Mastering HPC Runtime Prediction: From Observing Patterns to a Methodological Approach
Kevin Menear, Ambarish Nag, Jordan Perr‐Sauer, Monte Lunacek, Kristi Potter, Dmitry Duplyakin
Abstract
The continual expansion of high-performance computing (HPC) brings with it an increasing need for efficiency. Heavy investment in energy, hardware, and software infrastructure to support peta- and exascale computing requires the optimization of existing systems and, wherever possible, the discernment and adoption of best-practices towards these goals. Such is the case for runtime prediction. When a job is submitted to an HPC system, an estimate of its runtime is provided by the user in the form of “requested wallclock”. Error in this user-provided estimate can lead to jobs being prematurely killed by the scheduler, increased wait time on the queue, and decreased system utilization.
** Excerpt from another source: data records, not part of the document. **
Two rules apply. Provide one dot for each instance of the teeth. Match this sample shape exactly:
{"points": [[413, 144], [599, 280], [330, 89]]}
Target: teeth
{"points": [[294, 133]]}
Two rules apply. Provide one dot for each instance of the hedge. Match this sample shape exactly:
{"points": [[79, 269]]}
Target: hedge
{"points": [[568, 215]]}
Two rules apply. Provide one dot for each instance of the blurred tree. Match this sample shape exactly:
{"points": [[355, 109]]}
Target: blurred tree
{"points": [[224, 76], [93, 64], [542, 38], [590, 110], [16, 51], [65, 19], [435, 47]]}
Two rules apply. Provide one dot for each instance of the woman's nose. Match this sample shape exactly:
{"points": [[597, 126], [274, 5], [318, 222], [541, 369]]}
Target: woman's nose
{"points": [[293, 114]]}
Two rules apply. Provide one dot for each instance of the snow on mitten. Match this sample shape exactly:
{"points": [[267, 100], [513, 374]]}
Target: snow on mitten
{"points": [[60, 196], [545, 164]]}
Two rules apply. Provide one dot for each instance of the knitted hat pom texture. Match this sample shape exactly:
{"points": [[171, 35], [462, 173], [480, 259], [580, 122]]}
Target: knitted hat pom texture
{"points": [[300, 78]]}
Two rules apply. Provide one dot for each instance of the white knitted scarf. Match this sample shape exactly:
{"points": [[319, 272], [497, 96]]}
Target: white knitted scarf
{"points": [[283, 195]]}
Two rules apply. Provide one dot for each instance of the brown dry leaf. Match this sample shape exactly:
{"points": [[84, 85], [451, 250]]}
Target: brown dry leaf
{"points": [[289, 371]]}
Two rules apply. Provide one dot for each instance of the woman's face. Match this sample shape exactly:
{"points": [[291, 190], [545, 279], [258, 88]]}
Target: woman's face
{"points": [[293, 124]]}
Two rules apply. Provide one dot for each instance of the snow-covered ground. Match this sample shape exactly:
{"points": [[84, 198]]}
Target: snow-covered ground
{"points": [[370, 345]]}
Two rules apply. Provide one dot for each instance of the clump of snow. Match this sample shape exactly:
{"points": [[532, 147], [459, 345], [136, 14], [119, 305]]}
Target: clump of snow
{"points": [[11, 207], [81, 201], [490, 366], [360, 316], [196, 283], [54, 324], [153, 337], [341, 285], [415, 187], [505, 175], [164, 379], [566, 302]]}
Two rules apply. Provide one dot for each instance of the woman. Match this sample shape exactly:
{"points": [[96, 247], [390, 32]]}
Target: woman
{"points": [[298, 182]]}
More than fifteen years of research has been directed at mitigating these effects by using data-driven runtime predictions. Codified here is a set of commonalities and insights emerging from this body of work, which we present as recommendations and best practices. These practices are combined into a methodological approach described and evaluated on an 11-million-job dataset from the National Renewable Energy Laboratory’s petascale HPC system, Eagle. This dataset and the accompanying codebase have been released to the public domain for the benefit of the wider HPC research community.